Through several trials of tuning epsilon and min_samples, we found that DBSCAN was useful for detecting dense regions and outliers, but due to the evenly spread customer data, it resulted in many points being labeled as noise.


Agglomerative Clustering

We also explored Agglomerative Clustering, a hierarchical clustering technique that builds clusters in a bottom-up manner. Each point starts as its own cluster, and pairs of clusters are merged based on proximity, using linkage criteria such as ward linkage, average linkage, or complete linkage.

The strength of Agglomerative Clustering lies in the ability to visualize clustering results using dendrograms, which allowed us to observe how data points merged into clusters at different distances. Though it is more computationally expensive than K-Means, Agglomerative Clustering provided insight into the hierarchical structure of the data and relationships between the clusters, offering a unique perspective for segmentation.


Model Validation

The model was validated using the following techniques:

  • Silhouette Score: Provided an average score of 0.42, showing reasonable separation between clusters.
  • Cluster Visualization: We used 2D scatter plots and principal components to visualize the clusters and their separation.

Results and Interpretation

The K-Means clustering algorithm segmented customers into 7 clusters, each representing distinct spending behaviors.

1. Cluster 1: High Installment & Frequency Users

  • These customers prefer frequent installment payments and rarely make large one-time purchases.
  • Strategy: Offer personalized installment plans and loyalty programs to retain them.

2. Cluster 2: One-Time Payment Users

  • Customers who favor large one-time purchases and seldom use installment options.
  • Strategy: Incentivize upfront payments through limited-time offers and discounts.

3. Cluster 3: Moderate Installment Users

  • A balanced approach between one-time and installment payments.
  • Strategy: Educate customers on the benefits of installment options.

4. Cluster 4: Cash-Dependent Users

  • Customers who frequently withdraw cash advances and prefer installment payments.
  • Strategy: Introduce cash-back incentives for installment purchases to reduce cash dependency.

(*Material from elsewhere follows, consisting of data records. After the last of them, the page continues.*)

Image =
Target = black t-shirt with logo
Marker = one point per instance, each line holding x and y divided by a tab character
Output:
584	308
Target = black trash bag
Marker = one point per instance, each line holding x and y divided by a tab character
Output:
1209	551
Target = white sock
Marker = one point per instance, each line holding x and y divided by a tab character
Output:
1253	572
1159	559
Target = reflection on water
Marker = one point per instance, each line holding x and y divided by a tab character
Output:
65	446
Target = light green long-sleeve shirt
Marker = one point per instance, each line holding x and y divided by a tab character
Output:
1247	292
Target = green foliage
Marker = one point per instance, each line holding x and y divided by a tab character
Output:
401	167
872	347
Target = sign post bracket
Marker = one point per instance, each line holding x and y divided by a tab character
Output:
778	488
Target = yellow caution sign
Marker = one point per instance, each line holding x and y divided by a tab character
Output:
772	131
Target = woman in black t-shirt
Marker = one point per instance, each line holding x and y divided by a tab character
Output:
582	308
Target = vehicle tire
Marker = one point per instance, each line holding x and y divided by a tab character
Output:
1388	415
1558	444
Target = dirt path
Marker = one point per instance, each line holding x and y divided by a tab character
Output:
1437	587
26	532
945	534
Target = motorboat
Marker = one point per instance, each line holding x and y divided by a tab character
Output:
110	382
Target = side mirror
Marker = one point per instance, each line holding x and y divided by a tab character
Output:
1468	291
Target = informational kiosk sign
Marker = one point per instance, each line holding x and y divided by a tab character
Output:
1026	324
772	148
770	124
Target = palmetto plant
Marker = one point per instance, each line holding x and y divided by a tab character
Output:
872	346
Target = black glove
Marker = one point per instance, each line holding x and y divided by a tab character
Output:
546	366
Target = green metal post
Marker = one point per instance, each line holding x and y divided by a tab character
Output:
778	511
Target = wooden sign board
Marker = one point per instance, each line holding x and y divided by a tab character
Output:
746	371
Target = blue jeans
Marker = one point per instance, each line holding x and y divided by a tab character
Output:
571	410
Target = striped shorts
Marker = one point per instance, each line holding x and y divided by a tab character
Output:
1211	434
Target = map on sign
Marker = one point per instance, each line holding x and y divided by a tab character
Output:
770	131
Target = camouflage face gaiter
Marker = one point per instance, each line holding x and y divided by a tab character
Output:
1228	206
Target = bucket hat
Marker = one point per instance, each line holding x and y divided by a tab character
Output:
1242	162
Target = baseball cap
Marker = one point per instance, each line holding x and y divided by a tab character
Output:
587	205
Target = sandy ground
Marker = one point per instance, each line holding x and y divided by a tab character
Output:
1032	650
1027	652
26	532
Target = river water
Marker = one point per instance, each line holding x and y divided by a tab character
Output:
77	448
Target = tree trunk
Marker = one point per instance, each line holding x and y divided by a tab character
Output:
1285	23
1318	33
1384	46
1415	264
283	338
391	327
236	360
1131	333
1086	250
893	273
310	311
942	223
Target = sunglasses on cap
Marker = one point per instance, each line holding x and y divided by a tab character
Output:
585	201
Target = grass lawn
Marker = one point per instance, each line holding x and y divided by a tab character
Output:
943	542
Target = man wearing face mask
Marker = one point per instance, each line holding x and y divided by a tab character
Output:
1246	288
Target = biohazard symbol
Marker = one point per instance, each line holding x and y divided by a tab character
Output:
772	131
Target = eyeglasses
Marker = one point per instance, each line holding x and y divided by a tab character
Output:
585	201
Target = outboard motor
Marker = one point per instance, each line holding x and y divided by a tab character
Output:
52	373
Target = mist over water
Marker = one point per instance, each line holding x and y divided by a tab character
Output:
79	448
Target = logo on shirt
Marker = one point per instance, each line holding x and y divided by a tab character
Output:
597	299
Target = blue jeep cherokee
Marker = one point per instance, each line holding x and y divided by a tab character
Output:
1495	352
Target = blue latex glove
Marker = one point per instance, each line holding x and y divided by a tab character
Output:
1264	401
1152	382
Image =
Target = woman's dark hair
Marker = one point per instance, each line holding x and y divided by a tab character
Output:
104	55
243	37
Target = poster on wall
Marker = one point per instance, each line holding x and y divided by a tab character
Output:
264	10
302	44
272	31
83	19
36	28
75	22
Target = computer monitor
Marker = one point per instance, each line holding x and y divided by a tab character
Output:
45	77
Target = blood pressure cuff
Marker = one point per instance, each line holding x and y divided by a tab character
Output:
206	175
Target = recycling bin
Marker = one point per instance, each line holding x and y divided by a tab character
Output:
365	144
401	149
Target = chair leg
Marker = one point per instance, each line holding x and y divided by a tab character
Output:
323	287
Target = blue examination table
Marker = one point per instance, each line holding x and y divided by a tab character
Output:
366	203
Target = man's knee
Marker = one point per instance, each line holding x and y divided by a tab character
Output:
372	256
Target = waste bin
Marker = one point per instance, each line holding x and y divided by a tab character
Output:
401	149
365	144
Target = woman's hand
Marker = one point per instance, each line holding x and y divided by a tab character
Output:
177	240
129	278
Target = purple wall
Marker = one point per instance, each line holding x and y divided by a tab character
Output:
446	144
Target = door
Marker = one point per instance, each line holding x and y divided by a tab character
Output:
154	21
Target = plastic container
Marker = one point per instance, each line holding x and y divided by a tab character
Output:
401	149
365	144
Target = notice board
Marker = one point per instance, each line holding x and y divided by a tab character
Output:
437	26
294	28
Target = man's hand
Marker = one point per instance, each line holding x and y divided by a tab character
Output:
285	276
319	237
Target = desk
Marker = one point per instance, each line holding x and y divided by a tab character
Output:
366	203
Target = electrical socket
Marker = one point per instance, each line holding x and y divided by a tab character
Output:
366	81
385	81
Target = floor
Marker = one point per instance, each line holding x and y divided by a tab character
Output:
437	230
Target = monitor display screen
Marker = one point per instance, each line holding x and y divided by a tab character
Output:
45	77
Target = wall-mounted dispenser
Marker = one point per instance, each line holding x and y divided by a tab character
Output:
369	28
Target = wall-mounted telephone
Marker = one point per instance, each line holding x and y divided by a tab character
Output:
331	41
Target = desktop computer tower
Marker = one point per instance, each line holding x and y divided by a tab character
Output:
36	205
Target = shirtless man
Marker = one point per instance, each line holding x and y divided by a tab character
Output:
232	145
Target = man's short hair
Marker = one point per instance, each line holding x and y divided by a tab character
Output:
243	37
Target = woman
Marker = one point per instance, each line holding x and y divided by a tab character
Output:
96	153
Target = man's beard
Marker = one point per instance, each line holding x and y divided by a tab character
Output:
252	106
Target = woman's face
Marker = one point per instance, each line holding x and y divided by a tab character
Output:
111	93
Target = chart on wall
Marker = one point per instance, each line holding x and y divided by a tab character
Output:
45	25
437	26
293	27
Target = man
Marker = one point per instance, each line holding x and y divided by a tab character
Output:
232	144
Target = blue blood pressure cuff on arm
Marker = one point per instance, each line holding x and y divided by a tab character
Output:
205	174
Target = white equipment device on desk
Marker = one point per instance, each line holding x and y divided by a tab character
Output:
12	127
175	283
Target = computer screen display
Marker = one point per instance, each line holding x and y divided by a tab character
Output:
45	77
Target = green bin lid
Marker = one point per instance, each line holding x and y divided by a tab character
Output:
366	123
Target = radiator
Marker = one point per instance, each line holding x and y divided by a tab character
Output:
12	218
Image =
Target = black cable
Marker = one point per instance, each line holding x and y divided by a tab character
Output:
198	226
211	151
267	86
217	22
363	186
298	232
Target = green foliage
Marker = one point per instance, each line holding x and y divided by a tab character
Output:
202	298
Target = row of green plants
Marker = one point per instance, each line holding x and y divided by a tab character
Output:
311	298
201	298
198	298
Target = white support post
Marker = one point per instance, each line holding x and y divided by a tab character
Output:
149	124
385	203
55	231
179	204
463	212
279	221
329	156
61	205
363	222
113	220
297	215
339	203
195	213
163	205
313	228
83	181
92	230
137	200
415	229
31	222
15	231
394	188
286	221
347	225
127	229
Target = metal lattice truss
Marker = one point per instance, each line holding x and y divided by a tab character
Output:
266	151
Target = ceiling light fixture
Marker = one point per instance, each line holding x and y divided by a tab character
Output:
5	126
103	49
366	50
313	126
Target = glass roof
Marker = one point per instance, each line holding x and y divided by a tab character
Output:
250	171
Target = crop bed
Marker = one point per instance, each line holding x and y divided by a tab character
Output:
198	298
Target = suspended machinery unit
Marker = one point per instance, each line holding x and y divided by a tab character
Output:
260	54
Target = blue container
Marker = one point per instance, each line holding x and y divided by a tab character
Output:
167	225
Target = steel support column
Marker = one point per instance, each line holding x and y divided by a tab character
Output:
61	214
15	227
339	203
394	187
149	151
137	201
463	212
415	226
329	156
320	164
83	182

5. Cluster 5: Mixed Payment Users

  • A mixture of one-time and installment payments with moderate cash advances.
  • Strategy: Offer flexible payment plans and product bundles.

6. Cluster 6: High Cash-Advance Users

  • Heavy reliance on cash withdrawals with occasional installment purchases.
  • Strategy: Promote financial literacy and responsible spending habits.

7. Cluster 7: High Frequency Cash-Advance Users

  • Frequent installment users with a moderate preference for cash withdrawals.
  • Strategy: Implement exclusive membership programs with targeted promotions.

Technical Skills

  • Python: For implementing the entire workflow, including data preprocessing and modeling.
  • Pandas & NumPy: For data manipulation, feature engineering, and numerical operations.
  • Scikit-Learn: For applying PCA, K-Means, and evaluation metrics like the silhouette score.
  • Matplotlib & Seaborn: For visualizing the scree plot, elbow plot, and cluster separations.
  • KNN Imputer: For imputing missing values in critical features.
  • StandardScaler: For feature standardization.
  • K-Means Clustering: For customer segmentation.
  • Principal Component Analysis (PCA): For dimensionality reduction.

Conclusion

This project successfully segmented credit card customers based on their spending patterns, providing actionable insights for targeted marketing. The combination of PCA and K-Means Clustering helped in identifying distinct customer behaviors, enabling personalized marketing strategies. This segmentation can help financial institutions better serve their customers by aligning their products with customer needs and preferences.